Clustering algorithm and clusters identified Mean PCC (SD) Number of samples with PCC >0.5
Latent class analysis
  Diab-ED-Hyp 0.9995 (0.0004) 400
  Ecz-Ca-IBS 0.9973 (0.0033) 400
  HF-AF-IHD 0.9880 (0.0437) 400
  PVD-Aneu-IHD 0.6613 (0.1532) 400
MCA-kmeans
  Rhin-Ecz-IBS 0.9976 (0.0083) 400
  Diab-ED-Hyp 0.9992 (0.0016) 400
  IHD-AF-COPD 0.9757 (0.0903) 399
  HF-IHD-AF 0.9938 (0.0216) 400
Kmeans
  Hyp-CKD-Gout 0.9996 (0.0028) 400
  Diab-ED-Hyp 0.9998 (0.0001) 400
  OA-BPH-Deaf 0.9986 (0.0231) 400
  Ca-Dep-COPD 0.9982 (0.0142) 400
Kmeans-HCA
  Hyp-Gout-IHD 0.8961 (0.0605) 400
  Ca-Dep-Ecz 0.8134 (0.0989) 385
  ED-Diab-IHD 0.9922 (0.0045) 400
  Asth-COPD-Rhin 0.8126 (0.1499) 186

4. Discussion

Our analysis investigated the stability and reproducibility of clusters identified using four different clustering algorithms in a range of simulated datasets with a known number of clusters. We then investigated the replicability of clusters using the four methods in a dataset derived from primary care records where the number of true clusters was unknown.

In a simulated dataset the aRI was influenced modestly by the degree of within-cluster correlation. However increasing the amount of noise or reducing the disease prevalence both markedly reduced the aRI. Under most scenarios LCA achieved higher aRI than other clustering algorithms (MCA-kmeans, kmeans, and kmeans-HCA). Findings on simulated datasets suggest that there may be a threshold of disease prevalence, below which, the clustering methods do not perform very well, and similarly a threshold for the amount of noise in the data. However, it is difficult to give an estimate of where these thresholds might lie due to the difficulties in creating simulated data which reflects actual data.
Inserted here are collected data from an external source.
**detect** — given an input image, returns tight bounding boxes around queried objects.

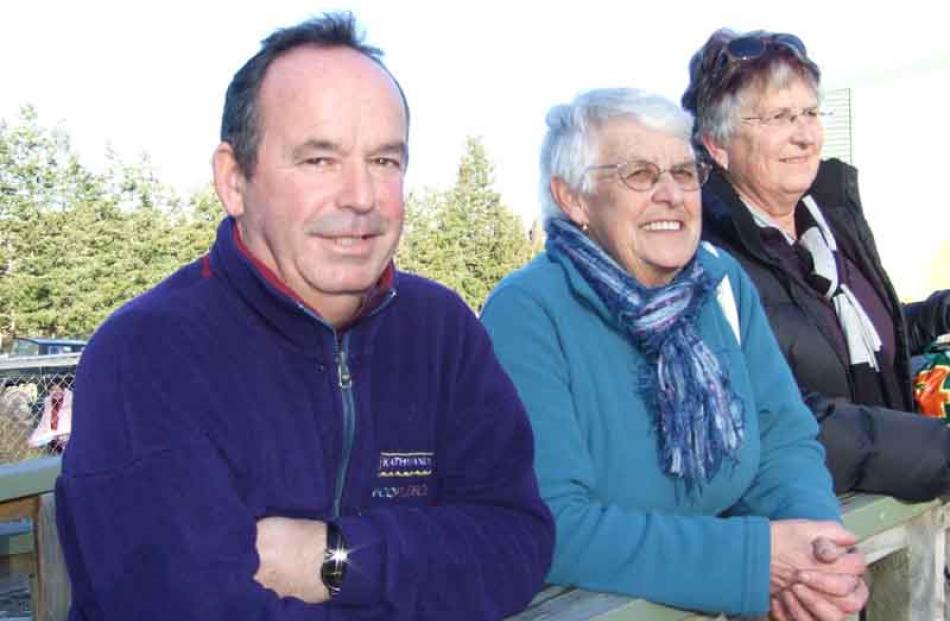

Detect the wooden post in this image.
[0,494,40,616]
[35,492,70,621]
[0,457,65,620]
[854,502,945,620]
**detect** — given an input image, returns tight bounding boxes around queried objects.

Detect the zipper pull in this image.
[336,350,352,389]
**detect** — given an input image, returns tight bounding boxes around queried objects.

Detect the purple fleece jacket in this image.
[56,217,553,620]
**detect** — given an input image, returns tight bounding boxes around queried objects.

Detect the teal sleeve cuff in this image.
[744,515,772,617]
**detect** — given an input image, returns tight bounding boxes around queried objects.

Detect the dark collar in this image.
[702,166,778,267]
[208,217,395,356]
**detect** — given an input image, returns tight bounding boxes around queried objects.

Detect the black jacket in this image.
[702,158,950,500]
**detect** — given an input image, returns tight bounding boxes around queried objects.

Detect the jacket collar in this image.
[704,160,860,255]
[547,249,613,323]
[702,166,779,268]
[208,217,395,355]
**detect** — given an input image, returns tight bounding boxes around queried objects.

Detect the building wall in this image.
[829,61,950,301]
[822,88,852,164]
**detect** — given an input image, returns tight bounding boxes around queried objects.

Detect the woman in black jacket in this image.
[682,28,950,501]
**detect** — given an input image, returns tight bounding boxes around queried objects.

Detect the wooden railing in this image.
[507,494,948,621]
[0,456,68,621]
[1,457,946,620]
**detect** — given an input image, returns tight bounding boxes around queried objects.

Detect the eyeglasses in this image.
[712,33,810,77]
[741,106,831,128]
[585,159,711,192]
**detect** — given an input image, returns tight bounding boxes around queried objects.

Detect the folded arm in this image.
[903,289,950,355]
[805,392,950,500]
[725,265,840,521]
[482,285,773,618]
[58,309,552,621]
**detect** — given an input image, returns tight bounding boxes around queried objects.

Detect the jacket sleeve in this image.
[58,305,552,621]
[804,392,950,501]
[903,290,950,355]
[332,306,555,620]
[722,264,841,521]
[481,284,773,619]
[57,312,338,621]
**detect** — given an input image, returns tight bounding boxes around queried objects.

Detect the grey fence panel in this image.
[0,355,80,465]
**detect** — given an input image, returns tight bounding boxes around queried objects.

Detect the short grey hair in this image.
[699,60,821,148]
[539,88,695,223]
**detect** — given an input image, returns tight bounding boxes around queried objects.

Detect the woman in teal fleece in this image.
[481,89,868,620]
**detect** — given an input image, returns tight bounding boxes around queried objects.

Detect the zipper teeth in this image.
[295,297,395,518]
[332,333,355,518]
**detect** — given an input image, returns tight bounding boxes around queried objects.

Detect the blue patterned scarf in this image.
[545,217,745,491]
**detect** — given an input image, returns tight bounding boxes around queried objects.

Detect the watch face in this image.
[321,525,348,595]
[321,556,345,594]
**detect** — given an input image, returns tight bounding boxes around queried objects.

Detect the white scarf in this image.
[746,195,882,370]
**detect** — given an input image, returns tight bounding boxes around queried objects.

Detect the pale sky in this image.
[3,0,949,295]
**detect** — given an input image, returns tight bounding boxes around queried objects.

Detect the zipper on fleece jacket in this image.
[332,332,355,519]
[298,290,397,519]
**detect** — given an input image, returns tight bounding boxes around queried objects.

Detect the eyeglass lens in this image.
[619,162,708,191]
[720,33,808,69]
[725,37,767,61]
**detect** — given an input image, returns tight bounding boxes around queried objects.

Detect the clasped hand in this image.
[768,520,868,621]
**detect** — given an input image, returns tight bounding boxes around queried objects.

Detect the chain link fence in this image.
[0,354,79,465]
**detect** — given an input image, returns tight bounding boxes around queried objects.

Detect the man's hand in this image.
[254,516,330,604]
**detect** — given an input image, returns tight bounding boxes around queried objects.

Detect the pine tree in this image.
[398,137,533,310]
[0,107,220,342]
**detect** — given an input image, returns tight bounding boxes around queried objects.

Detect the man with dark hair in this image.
[55,13,553,620]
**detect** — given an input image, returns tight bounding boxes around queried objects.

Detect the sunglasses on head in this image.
[711,33,809,75]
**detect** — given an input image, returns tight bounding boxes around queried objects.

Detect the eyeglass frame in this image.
[740,105,831,129]
[583,158,712,192]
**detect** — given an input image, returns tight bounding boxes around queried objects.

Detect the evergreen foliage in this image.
[398,137,532,310]
[0,111,529,344]
[0,107,219,342]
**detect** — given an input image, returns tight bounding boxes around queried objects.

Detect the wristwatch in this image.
[320,522,348,597]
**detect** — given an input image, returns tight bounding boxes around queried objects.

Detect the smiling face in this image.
[213,45,408,325]
[560,118,702,288]
[708,76,822,217]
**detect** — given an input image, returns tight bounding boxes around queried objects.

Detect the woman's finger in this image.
[796,583,851,621]
[796,571,860,596]
[770,595,791,621]
[781,586,818,621]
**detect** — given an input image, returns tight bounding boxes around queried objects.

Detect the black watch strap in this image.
[320,522,348,597]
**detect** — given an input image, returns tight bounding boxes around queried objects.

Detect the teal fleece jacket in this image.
[481,243,840,617]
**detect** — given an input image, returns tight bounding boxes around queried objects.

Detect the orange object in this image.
[914,336,950,420]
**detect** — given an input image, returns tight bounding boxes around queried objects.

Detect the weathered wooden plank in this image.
[1,465,941,621]
[0,496,37,523]
[907,507,944,621]
[509,494,945,621]
[35,492,70,621]
[0,456,61,503]
[0,525,33,556]
[841,494,939,540]
[0,494,39,614]
[508,587,719,621]
[846,498,945,621]
[525,587,573,609]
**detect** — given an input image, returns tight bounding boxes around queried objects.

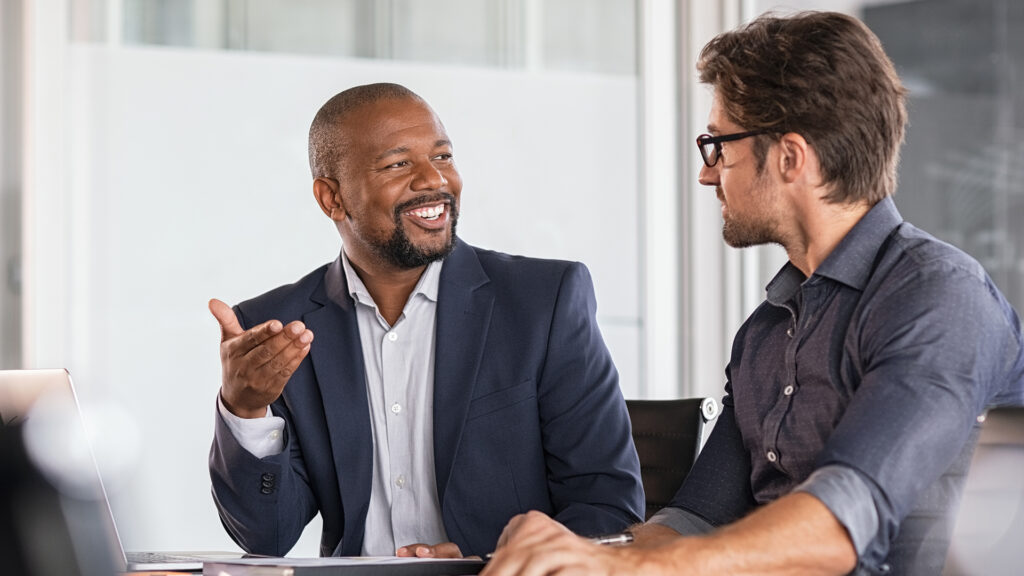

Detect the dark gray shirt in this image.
[656,197,1024,574]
When seeking four clusters in a dataset derived from primary care records, all the clustering algorithms (LCA, MCA-kmeans, kmeans and kmeans-HCA) identified one similar large cluster (diabetes-ED-hypertension) including mainly the same patients. This cluster included three of the conditions with the highest prevalence in the whole dataset (diabetes, ED and hypertension), which may have been grouped due to their prevalence, as the simulations found when disease prevalence was higher all algorithms were better at finding clusters, or the cluster may have occurred as a result of clinical recording. LCA and MCA-kmeans algorithms both identified one smaller cluster (heart disease cluster) including mostly the same patients. Other clusters were identified by only one of the methods and each method identified a non-specific “catch all” cluster. LCA and MCA-kmeans were the methods most consistent with each other. Within-method repeatability, assessed by taking bootstrap samples of the data, was high for LCA, MCA-kmeans and kmeans but repeated analyses using kmeans-HCA sometimes identified clusters with different disease profiles.
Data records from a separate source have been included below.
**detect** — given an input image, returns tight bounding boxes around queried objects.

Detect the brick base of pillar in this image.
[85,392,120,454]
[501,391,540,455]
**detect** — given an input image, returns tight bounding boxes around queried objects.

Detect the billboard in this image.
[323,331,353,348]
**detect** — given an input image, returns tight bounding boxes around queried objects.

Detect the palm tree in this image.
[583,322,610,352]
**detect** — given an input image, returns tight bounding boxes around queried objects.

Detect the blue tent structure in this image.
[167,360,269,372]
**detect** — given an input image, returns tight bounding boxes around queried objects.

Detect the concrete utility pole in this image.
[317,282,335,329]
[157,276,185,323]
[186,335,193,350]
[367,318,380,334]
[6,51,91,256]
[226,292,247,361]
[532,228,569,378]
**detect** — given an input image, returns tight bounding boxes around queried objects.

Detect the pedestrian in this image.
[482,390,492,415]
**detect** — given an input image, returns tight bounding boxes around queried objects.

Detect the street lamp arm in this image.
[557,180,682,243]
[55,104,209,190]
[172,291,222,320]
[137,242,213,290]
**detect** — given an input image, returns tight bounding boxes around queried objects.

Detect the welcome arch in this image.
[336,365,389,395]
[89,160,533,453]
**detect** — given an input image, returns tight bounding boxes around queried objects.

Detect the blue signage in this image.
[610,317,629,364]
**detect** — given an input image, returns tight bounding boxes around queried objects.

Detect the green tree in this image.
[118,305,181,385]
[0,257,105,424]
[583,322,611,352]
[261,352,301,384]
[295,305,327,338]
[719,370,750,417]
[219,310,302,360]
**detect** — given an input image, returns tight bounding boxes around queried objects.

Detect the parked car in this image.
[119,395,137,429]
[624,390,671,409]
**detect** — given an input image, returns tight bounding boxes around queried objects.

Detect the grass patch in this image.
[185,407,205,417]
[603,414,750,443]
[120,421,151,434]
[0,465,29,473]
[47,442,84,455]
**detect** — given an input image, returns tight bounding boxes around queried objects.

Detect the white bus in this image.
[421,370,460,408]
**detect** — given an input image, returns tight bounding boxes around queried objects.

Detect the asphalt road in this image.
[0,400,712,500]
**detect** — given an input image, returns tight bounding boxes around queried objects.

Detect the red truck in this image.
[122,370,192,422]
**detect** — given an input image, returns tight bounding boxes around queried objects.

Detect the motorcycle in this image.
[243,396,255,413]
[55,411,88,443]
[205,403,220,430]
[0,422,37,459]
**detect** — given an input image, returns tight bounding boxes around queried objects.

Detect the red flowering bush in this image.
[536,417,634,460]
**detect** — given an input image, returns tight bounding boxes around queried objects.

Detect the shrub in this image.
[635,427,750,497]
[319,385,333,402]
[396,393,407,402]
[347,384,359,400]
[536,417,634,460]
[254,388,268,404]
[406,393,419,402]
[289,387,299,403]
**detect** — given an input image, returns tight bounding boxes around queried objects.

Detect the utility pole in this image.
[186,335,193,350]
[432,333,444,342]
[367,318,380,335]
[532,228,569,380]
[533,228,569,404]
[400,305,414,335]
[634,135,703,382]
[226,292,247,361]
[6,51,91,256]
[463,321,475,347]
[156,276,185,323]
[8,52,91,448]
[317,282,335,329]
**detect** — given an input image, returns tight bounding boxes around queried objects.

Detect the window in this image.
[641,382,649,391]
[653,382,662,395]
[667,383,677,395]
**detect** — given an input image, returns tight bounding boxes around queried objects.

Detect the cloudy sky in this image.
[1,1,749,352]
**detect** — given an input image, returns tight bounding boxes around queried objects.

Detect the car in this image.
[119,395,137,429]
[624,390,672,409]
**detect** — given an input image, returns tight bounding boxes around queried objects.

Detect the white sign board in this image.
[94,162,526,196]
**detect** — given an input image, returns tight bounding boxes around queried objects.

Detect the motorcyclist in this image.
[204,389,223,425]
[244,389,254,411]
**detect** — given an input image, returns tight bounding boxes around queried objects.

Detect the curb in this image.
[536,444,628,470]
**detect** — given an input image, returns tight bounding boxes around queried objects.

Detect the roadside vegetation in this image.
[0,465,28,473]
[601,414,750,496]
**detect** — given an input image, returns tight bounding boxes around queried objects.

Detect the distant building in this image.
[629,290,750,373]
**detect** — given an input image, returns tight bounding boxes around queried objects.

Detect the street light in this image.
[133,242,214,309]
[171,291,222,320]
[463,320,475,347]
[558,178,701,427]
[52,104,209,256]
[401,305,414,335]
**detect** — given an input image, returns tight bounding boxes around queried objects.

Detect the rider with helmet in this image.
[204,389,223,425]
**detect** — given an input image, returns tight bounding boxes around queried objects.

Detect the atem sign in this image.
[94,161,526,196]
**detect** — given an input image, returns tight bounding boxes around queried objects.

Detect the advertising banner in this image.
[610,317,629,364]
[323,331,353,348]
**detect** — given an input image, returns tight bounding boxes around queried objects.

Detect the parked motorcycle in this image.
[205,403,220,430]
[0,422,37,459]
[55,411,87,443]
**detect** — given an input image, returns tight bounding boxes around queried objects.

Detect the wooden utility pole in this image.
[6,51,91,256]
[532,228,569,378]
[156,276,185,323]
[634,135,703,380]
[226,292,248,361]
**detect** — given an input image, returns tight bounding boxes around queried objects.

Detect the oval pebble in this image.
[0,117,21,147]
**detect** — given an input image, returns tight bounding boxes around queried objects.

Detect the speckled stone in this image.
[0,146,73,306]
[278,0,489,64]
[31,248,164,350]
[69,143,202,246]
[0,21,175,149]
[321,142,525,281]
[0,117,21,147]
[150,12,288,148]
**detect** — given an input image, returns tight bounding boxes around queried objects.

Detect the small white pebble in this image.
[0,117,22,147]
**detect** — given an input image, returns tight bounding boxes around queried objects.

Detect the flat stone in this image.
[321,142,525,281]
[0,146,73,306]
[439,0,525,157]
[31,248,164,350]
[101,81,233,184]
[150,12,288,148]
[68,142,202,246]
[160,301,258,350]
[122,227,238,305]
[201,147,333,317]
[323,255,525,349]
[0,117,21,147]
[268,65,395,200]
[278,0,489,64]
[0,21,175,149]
In datasets where the true characteristics of the population are known, LCA may perform better over other methods. The observation that kmeans-HCA identifies less repeatable clusters than other methods suggests it may not be ideal for clustering analysis of long-term health conditions. Because inclusion of patients without multimorbidity increases the noise and markedly reduces reproducibility, it is likely to be more useful to exclude patients without comorbidities from analysis datasets.
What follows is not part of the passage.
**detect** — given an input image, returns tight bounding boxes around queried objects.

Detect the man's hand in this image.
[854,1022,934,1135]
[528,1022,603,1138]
4.1. Comparison with other studies

One study observed some agreement in clusters identified using HCA and exploratory factor analysis in a large dataset of primary care records, but did not investigate k-means, LCA or MCA [18]. In terms of the clusters found in the primary care data, other studies have found clusters of cardiometabolic disease and mental health conditions [21]; only the cardiometabolic cluster was found in our data, and not by all algorithms. Roso-Llorach et al. [18] found a cluster which included diabetes and hypertensive disease in male patients, which may be similar to our diabetes-ED-hypertension cluster.

4.2. Strengths and limitations

We investigated a range of clustering algorithms used in multimorbidity studies although not all clustering algorithms were investigated. Our approach makes use of both simulated data and simplified electronic health records data. A key limitation is the extent to which the analysis datasets are generalizable to real world data. The consistency of findings across both the simulated data and the primary care dataset increases confidence in the findings.

A limitation of applying the findings from our simulated datasets is that these may not reflect the complexities of observed data. For example, there were a larger number of diseases in the primary care dataset than in simulations, also correlation between diseases was assumed to be constant for all diseases in the simulated clusters, while in the primary care data correlation between diseases was generally very low; only two pairs of conditions had correlation greater than 0.5 (aortic aneurysm and PVD; and diabetes and ED).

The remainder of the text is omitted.